The $-Index recovered 0.33% to 104.25, while T-Bond yields eased +10pts to 4.542%, while the yen dropped -0.6% to 151.25 (Japanese growth fell -0.5% in Q-3 vs. Q2).

Symmetrically, the euro lost a few fractions (-0.25%) against the dollar after soaring +1.70% (to around 1.0890 the previous day), which seems logical in view of the negative signals multiplying in Europe: CVS industrial production fell by -1.1% in the eurozone and by -0.9% in the EU, according to estimates from Eurostat, the European Union's statistical office.
Industrial production fell by 6.9% in the Eurozone in September and by 6.1% in the EU.

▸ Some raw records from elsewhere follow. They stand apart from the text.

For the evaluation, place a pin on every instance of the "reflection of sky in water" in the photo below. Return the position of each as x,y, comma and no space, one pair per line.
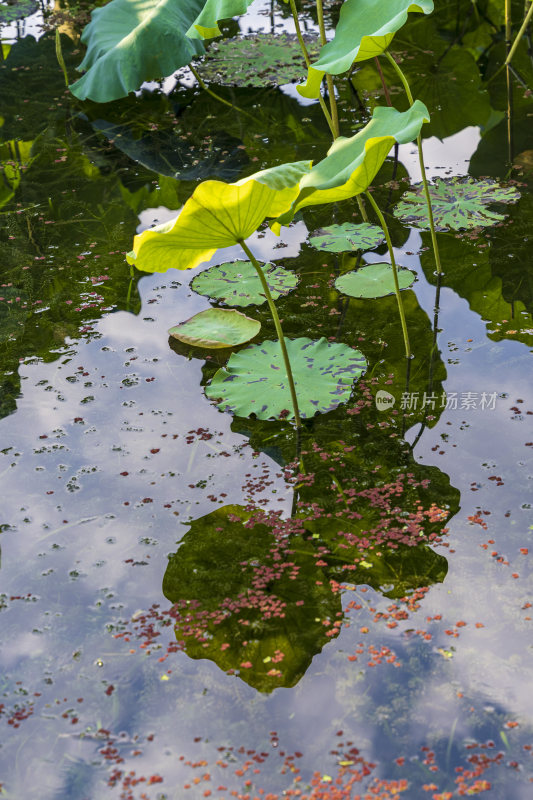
92,543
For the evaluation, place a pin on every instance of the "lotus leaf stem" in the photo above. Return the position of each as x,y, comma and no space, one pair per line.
394,272
279,330
307,60
519,35
409,94
59,56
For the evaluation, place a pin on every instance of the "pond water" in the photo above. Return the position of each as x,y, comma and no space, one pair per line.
176,621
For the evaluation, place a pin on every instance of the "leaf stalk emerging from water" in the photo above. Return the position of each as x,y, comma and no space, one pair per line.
394,272
279,330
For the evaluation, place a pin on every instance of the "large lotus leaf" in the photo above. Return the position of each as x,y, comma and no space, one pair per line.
257,60
132,41
352,164
255,381
348,236
241,606
237,283
18,10
373,280
205,25
217,215
457,202
365,29
215,328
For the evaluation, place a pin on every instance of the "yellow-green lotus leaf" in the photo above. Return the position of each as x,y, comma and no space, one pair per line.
205,26
365,29
217,215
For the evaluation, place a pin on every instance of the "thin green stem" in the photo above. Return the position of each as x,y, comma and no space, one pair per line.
206,88
394,272
427,195
329,79
307,60
279,330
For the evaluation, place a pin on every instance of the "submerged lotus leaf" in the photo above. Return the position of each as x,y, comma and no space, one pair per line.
348,236
132,41
19,10
352,164
373,280
365,29
237,283
254,381
266,631
215,328
217,215
458,203
257,60
205,26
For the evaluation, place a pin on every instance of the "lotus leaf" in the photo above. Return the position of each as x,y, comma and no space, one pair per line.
131,41
458,203
205,25
348,236
352,164
217,215
237,283
257,60
365,29
215,328
172,153
255,382
373,280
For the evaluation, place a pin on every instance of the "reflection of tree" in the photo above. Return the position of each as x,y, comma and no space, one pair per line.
251,597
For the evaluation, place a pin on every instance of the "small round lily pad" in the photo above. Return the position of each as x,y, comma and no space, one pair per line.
457,202
258,60
348,236
215,328
373,280
254,381
237,283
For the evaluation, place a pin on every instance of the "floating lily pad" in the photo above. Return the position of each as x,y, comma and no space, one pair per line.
216,328
458,203
254,380
18,10
373,280
348,236
237,283
258,60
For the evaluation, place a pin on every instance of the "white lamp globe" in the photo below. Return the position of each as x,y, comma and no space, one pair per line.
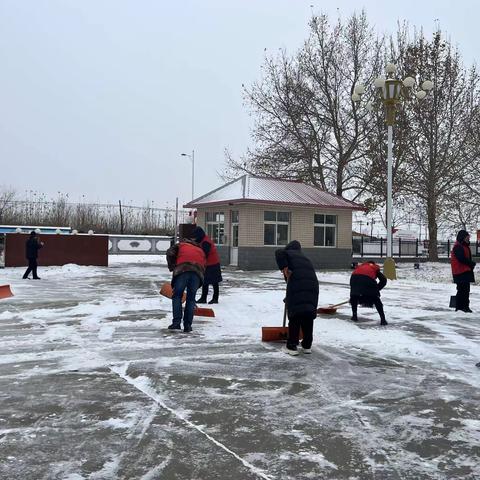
379,82
359,89
427,85
390,68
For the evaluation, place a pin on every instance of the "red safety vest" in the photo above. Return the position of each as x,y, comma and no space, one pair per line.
212,257
188,253
458,267
369,269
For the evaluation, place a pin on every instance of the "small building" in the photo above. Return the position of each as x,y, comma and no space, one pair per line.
249,218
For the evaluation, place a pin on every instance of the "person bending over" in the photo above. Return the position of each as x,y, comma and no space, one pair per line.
365,290
302,295
187,262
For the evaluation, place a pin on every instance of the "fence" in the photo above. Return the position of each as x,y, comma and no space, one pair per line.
101,218
138,244
364,247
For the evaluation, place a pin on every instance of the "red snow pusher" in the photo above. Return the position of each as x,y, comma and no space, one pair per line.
331,309
278,334
167,291
5,291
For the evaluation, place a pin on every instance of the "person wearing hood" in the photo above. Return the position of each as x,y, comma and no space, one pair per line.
302,295
213,272
462,270
32,246
365,290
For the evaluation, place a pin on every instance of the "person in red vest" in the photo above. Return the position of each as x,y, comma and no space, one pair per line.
187,262
365,290
462,270
213,272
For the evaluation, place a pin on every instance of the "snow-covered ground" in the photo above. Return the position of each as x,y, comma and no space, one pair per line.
93,386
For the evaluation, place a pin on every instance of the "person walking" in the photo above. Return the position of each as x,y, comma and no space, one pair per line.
365,290
302,295
187,262
462,270
213,272
32,246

Economists in Brussels now expect Eurozone GDP to grow by 0.6% in 2023, compared with the previous estimate of +0.8%, while inflation has been revised upwards from +2.9 to +3.2% in 2024.
Germany, for its part, could experience a contraction of -0.3% this year, compared with 0.2% previously.
In France, reservations for new housing collapsed by -40% in Q3 compared with 2022, to just 16,000 deliverable units.
The unemployment rate rose by +0.2% to 7.4% in October (category A) and the 'all categories' rate flirted with 17% (16.9%).

The Pound lost -0.65% to $1.2415, while British inflation (4.6% vs. 6.7% in September) fell in October to its lowest level since 2021, bringing it closer to the Bank of England's target and giving consumers some breathing space.
Italy did even better with +1.7%, but this was accompanied by a slowdown in the economy.

On the US statistics front, retail sales in the USA fell by 0.1% in October compared with the previous month (+0.9%).

Excluding automobiles and fuels - the component of the statistics that best corresponds to the measure of consumption used in calculating GDP - retail sales rose by 0.1%.
Automobile sales were down 1% in October compared with September, while gas station sales were down 0.3%.

The positive surprise came from the Empire State index calculated by the New York Fed, which climbed +14pts to a positive 9.1 in November.
But beware: the 'outlook' fell sharply, with companies no longer expecting conditions to improve over the next six months.